И вот когда однажды Мария, переодевшись у Мелитты, вышла из лектики и бежала к Вифании, ее остановил просящий голос нищего.
Она бросила ему горсть монет.
Щедро одаренный нищий припал к ее ногам и, удерживая за ремни сандалий, воскликнул:
– Благословенны твои руки, женщина! Дай мне взглянуть в твои милосердные глаза!
Мария была несколько удивлена необычной просьбой, но со свойственной ей пылкостью открыла на мгновенье вуаль.
Нищий был одет в лохмотья, но хитрое лицо его и дерзкий взгляд не делали его похожим на бедняка.
Это был действительно переодетый фарисей.
И когда Мария исчезла за горой, из кустов выполз другой, в окаймленной бахромой одежде, подошел к товарищу и спросил:
– Что? Угадал я?
– Да! Это Мария из Магдалы, сестра Лазаря!
И оба стали искать в траве щедро рассыпанную милостыню.
Глава шестая
В секретной комнате первосвященника Иосифа Каиафы главный писец Синедриона и знаменитый софер Эммаус делал доклад. Кроме первосвященника, при аудиенции присутствовали: открытый саддукей Никодим, человек еще довольно молодой, но влиятельный, с изысканными манерами и небрежной, как будто приросшей к губам иронической усмешкой, и тесть Каиафы, Анна, сын Сета, который, хотя и был лишен римлянами сана первосвященника, помыкал, однако, своим бездарным зятем, как хотел, и потрясал всем Синедрионом.

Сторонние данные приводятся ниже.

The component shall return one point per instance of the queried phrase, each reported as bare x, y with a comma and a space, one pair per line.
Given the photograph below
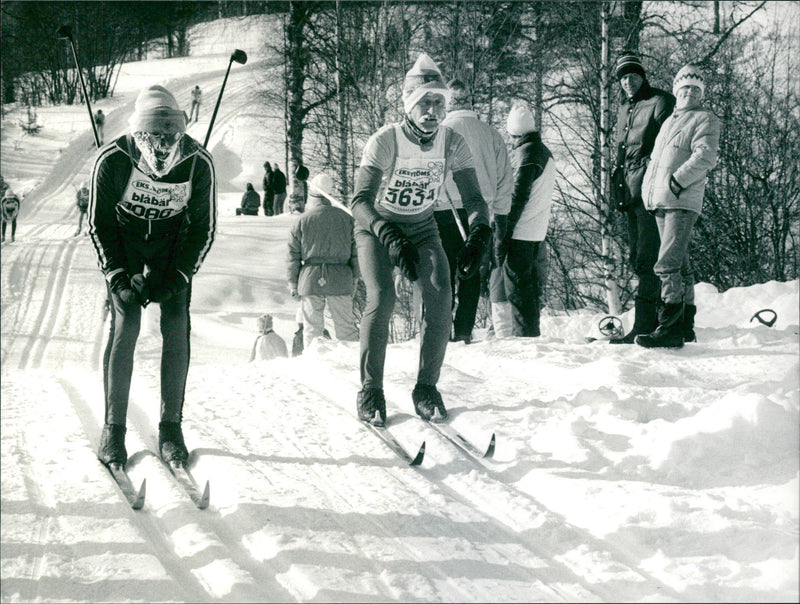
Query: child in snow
10, 209
402, 171
82, 203
268, 344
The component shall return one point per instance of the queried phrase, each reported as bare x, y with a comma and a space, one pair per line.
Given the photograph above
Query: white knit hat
422, 78
156, 110
690, 75
520, 121
321, 185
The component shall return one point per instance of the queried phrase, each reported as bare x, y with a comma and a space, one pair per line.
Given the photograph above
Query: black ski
395, 445
462, 443
135, 498
187, 481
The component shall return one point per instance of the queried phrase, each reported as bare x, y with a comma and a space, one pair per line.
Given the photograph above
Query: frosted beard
159, 153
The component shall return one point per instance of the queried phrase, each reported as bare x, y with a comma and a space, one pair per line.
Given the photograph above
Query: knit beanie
321, 185
520, 121
690, 75
629, 62
422, 78
156, 110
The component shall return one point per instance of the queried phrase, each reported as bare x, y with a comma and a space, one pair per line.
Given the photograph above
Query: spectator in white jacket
495, 179
522, 253
686, 148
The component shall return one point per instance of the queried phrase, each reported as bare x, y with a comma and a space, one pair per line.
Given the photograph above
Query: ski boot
371, 406
112, 445
428, 403
170, 442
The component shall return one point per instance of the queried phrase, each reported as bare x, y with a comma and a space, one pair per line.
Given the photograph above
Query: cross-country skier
152, 219
398, 183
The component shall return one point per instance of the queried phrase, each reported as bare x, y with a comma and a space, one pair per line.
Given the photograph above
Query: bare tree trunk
612, 290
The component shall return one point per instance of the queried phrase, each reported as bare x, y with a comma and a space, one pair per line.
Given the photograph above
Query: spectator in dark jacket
522, 254
269, 193
250, 202
642, 111
278, 189
323, 264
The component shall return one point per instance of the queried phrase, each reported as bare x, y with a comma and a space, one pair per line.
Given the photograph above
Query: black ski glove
172, 284
469, 260
403, 254
120, 284
140, 285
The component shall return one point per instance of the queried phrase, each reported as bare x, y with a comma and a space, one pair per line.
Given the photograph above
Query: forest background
344, 63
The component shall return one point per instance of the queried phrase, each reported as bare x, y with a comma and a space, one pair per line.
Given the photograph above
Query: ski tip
138, 503
420, 455
205, 498
490, 450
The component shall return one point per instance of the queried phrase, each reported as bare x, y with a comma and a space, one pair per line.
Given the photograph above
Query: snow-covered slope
621, 474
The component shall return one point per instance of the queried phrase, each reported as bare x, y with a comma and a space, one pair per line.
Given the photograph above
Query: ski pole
240, 57
65, 33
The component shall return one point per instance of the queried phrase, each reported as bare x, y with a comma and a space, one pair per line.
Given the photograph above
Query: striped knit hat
690, 75
629, 62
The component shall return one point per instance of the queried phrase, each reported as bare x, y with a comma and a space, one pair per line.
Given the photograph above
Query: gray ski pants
433, 287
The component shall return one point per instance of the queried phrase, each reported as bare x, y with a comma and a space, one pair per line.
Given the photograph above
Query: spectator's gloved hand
140, 285
675, 187
120, 284
171, 285
403, 254
469, 260
499, 239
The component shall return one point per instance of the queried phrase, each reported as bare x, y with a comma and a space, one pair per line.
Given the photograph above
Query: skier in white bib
398, 183
152, 219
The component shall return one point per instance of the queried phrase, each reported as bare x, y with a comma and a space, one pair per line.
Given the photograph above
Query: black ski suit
143, 224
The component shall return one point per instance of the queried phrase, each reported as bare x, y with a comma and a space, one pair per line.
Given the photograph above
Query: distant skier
402, 172
197, 97
268, 344
100, 123
152, 219
82, 203
9, 206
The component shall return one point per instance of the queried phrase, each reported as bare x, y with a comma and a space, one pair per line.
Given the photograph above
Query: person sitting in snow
152, 220
9, 207
323, 265
398, 183
82, 203
268, 344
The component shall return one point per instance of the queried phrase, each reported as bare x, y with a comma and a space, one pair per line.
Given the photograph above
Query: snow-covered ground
621, 474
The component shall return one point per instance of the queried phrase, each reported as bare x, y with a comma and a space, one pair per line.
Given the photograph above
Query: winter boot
170, 442
645, 321
297, 341
112, 445
669, 333
687, 325
428, 403
371, 406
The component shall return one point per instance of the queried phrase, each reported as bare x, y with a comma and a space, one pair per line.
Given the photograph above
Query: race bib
151, 200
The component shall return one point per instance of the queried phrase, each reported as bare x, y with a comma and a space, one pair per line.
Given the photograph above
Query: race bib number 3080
413, 189
145, 198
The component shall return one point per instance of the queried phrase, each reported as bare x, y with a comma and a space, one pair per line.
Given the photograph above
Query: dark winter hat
629, 62
422, 78
459, 95
690, 75
156, 110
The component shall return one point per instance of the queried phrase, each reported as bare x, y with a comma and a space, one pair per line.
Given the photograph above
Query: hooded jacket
686, 148
638, 122
166, 222
322, 259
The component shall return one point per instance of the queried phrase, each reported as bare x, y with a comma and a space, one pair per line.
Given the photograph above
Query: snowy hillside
620, 473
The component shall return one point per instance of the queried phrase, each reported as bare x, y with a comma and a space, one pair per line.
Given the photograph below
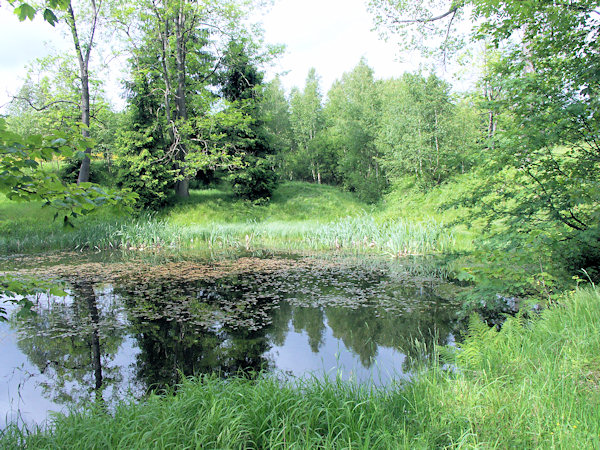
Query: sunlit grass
301, 216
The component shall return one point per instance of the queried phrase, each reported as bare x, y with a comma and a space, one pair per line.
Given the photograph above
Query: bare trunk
83, 58
182, 186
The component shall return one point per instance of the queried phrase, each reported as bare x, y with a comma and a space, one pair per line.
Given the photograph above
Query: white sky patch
329, 35
22, 42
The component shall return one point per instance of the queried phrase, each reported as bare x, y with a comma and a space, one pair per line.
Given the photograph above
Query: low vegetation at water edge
534, 384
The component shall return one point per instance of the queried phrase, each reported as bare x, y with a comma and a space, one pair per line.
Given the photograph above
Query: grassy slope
533, 386
299, 216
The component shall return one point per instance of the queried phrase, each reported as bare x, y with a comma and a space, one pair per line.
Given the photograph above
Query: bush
257, 180
100, 172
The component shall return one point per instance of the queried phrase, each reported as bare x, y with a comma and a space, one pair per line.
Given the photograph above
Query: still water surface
117, 336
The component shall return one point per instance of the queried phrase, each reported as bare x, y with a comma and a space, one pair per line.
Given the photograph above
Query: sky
329, 35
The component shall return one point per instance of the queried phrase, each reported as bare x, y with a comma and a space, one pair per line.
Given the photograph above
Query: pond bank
142, 325
526, 387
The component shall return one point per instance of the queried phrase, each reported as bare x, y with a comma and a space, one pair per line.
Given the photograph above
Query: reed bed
356, 234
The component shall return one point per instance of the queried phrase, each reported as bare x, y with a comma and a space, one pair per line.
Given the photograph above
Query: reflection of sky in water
138, 354
295, 357
20, 397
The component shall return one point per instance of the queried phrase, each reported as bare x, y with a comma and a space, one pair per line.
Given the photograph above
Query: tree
423, 133
275, 112
306, 118
541, 181
352, 111
21, 179
240, 83
178, 45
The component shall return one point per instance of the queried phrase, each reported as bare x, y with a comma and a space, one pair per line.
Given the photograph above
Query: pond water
126, 329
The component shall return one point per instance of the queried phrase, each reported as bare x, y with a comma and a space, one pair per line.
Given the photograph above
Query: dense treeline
199, 111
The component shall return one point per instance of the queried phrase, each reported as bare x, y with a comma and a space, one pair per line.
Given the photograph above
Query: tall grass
534, 384
355, 234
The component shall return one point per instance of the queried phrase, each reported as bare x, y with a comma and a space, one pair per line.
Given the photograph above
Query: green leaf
50, 17
25, 11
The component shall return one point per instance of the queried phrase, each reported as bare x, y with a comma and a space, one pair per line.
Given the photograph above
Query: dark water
126, 337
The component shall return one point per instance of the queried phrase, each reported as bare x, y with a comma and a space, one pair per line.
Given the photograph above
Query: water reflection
143, 333
72, 343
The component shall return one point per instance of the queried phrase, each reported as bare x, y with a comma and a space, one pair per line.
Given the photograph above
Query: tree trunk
83, 58
182, 186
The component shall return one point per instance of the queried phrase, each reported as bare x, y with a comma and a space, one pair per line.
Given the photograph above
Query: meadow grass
300, 216
534, 384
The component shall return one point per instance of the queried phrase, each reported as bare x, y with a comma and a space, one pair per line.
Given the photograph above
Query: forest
367, 195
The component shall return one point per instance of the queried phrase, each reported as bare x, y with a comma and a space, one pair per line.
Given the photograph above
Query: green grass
300, 216
534, 384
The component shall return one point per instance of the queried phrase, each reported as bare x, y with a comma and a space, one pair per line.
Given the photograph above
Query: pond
127, 328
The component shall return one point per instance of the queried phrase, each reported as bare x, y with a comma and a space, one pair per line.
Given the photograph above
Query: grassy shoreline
301, 216
534, 384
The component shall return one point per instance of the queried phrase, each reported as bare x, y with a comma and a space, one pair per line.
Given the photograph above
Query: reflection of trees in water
420, 320
186, 328
311, 320
225, 326
72, 344
427, 321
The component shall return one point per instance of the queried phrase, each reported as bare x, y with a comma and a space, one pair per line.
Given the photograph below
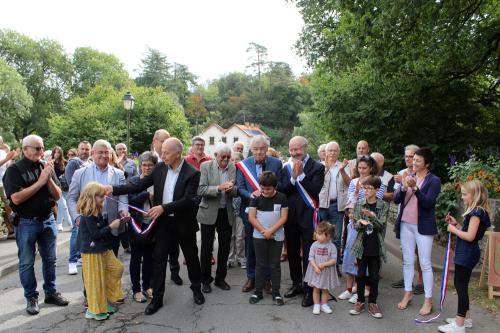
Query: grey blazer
85, 175
210, 198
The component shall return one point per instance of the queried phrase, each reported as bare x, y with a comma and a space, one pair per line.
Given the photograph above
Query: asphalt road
224, 311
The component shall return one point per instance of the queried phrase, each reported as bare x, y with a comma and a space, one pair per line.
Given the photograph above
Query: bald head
362, 148
379, 159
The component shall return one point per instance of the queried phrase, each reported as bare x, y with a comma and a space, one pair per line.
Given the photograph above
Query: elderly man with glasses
215, 212
32, 188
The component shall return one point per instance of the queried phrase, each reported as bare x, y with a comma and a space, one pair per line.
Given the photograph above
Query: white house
244, 133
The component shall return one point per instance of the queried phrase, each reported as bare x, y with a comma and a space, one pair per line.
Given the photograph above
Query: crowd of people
326, 217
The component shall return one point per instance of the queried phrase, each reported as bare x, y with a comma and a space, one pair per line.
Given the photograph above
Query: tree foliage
396, 72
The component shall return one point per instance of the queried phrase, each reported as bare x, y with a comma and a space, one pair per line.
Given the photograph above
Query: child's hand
268, 234
115, 224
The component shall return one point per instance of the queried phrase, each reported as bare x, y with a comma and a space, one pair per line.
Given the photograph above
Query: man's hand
109, 189
155, 212
255, 194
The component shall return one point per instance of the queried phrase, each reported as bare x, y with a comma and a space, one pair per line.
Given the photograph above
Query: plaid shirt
379, 225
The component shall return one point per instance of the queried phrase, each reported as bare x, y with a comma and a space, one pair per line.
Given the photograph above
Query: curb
395, 250
12, 266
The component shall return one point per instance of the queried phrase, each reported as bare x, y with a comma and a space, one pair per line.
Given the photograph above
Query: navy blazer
426, 200
312, 183
244, 188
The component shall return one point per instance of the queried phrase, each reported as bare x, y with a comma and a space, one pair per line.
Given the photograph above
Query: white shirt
3, 155
168, 190
334, 171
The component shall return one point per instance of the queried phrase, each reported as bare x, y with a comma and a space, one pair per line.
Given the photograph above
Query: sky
209, 36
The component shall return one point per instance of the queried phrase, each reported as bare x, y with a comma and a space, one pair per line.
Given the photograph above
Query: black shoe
206, 288
294, 291
198, 297
419, 289
176, 278
56, 299
222, 285
307, 300
398, 284
32, 306
278, 300
255, 298
152, 308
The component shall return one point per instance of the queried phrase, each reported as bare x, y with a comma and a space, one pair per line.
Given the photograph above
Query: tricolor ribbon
310, 202
249, 176
444, 282
137, 228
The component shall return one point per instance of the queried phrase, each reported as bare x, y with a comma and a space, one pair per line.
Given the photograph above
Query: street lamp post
128, 104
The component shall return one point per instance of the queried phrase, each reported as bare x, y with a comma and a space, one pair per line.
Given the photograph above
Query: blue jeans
74, 254
337, 219
44, 233
62, 211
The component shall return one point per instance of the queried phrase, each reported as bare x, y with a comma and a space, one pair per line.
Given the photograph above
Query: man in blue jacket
247, 174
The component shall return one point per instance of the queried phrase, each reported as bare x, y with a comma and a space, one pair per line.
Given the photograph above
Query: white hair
27, 141
259, 139
101, 142
321, 147
222, 148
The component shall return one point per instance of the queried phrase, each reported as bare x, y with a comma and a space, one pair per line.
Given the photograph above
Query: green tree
47, 73
396, 72
15, 102
100, 114
94, 68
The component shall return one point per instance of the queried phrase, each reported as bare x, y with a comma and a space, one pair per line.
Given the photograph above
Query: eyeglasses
37, 148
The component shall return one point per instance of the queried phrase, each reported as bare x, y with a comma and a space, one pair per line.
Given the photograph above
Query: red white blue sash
444, 282
135, 226
309, 200
248, 174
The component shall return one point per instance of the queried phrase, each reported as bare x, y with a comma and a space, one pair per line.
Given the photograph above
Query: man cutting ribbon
301, 180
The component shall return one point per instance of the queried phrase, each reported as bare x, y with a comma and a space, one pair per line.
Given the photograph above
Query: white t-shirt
3, 155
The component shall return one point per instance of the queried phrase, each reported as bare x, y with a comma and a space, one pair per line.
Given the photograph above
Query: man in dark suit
299, 227
175, 186
255, 165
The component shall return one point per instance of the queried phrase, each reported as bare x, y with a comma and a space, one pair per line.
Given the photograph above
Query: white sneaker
326, 308
345, 295
451, 328
467, 324
72, 269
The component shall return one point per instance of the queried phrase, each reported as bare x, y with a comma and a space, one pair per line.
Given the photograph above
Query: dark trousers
224, 231
373, 264
461, 280
267, 255
141, 256
169, 233
295, 235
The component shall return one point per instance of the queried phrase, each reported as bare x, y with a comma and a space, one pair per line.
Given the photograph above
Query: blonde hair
87, 204
479, 196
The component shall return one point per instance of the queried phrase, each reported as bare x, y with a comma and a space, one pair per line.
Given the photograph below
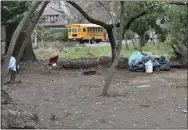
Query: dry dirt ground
136, 100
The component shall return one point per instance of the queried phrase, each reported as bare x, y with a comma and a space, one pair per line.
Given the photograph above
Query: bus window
101, 29
79, 29
74, 30
98, 29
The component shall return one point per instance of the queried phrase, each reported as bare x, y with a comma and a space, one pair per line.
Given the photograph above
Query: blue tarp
137, 62
136, 56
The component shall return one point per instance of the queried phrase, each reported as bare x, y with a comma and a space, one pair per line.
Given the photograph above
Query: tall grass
68, 50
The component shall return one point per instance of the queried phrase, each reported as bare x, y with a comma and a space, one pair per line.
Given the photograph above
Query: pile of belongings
136, 62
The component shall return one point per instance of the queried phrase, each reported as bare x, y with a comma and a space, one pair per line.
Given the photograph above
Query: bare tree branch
179, 3
136, 17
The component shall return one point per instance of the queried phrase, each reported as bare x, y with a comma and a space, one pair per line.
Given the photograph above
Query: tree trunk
28, 54
9, 32
181, 53
119, 45
15, 37
112, 43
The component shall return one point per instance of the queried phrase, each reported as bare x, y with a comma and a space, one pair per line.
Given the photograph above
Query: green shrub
55, 34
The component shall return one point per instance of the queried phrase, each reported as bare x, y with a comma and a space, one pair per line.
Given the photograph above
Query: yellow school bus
87, 33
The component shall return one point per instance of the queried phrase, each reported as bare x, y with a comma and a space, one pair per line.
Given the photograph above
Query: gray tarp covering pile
137, 62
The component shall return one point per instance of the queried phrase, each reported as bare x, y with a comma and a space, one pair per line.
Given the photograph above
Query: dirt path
137, 100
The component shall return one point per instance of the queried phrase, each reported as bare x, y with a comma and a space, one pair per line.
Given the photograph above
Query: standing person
12, 69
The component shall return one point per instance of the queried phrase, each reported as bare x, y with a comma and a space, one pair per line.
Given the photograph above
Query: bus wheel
81, 42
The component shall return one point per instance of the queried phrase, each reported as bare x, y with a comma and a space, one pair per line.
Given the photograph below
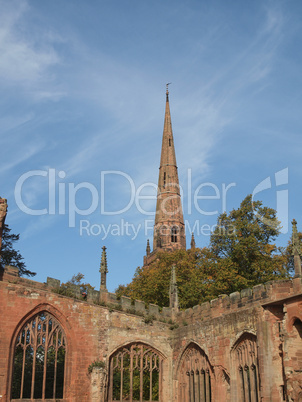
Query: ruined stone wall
271, 314
93, 333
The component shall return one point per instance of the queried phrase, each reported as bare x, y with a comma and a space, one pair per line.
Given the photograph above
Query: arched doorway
135, 374
246, 365
195, 376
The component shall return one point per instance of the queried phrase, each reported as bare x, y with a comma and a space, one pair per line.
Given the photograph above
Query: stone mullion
23, 366
192, 393
160, 367
242, 384
45, 356
207, 381
246, 384
122, 376
111, 380
150, 364
141, 374
55, 368
131, 374
202, 386
196, 385
33, 338
253, 385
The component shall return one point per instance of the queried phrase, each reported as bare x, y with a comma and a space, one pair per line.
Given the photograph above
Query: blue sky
83, 96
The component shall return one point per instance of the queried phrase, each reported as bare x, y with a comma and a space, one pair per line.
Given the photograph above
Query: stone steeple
3, 211
296, 250
173, 292
193, 244
169, 228
103, 270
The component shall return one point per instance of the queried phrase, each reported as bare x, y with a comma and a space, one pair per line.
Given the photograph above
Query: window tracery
247, 368
39, 359
195, 376
135, 374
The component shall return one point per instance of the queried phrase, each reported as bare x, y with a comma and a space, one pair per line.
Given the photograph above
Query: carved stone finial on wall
296, 249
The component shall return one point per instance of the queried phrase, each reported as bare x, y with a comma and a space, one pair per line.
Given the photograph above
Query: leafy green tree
68, 288
10, 256
193, 272
241, 254
245, 239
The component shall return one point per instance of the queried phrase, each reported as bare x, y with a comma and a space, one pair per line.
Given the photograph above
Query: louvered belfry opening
39, 360
195, 380
136, 374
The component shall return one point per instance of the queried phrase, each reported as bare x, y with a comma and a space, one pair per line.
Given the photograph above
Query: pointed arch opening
135, 374
246, 364
195, 376
297, 325
39, 359
174, 232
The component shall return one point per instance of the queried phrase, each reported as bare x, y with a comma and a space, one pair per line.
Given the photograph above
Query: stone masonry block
140, 306
53, 283
234, 297
167, 312
153, 309
126, 302
246, 293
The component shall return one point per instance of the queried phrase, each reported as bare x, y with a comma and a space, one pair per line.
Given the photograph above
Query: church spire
296, 250
173, 291
169, 229
104, 270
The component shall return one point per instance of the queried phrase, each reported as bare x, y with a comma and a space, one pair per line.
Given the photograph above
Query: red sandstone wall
94, 332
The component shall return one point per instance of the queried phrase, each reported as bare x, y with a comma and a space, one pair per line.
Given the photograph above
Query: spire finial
296, 250
167, 91
148, 249
193, 245
173, 290
103, 269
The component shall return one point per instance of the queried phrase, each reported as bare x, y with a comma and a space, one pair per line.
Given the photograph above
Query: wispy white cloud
25, 59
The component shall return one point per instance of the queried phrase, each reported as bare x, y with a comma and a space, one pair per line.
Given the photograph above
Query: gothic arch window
246, 361
39, 359
135, 374
298, 327
195, 376
174, 232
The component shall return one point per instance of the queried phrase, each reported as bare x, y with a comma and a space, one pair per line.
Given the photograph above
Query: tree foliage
246, 238
11, 256
76, 282
241, 254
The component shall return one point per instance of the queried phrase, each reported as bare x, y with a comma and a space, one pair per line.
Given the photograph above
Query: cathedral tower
169, 228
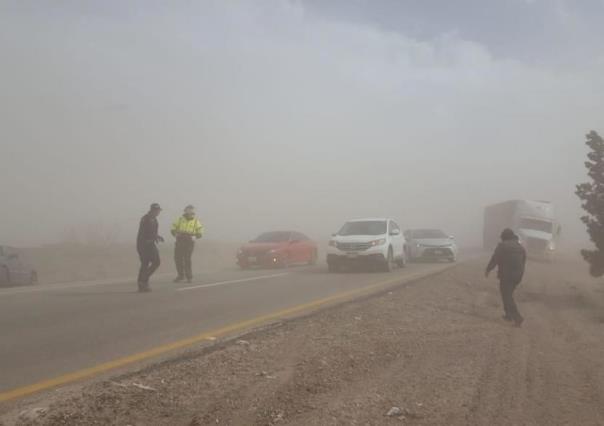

Преклонный годами, не в меру полный, он сидел в кресле и, казалось, дремал, и только шамканье как будто постоянно что-то жующих губ и подымаемые время от времени опухшие веки глаз, из-под которых пронизывающе выглядывали маленькие хитрые зрачки, свидетельствовали, что он не спит.
Эммаус – высокий, сухопарый мужчина лет сорока, с выдающимся лбом и холодными умными глазами – сухим, официальным тоном, не выдавая ни выражением лица, ни жестами своего собственного мнения, бесстрастно докладывал собранные сведения, связанные, однако, им так искусно, что заключения напрашивались сами собой.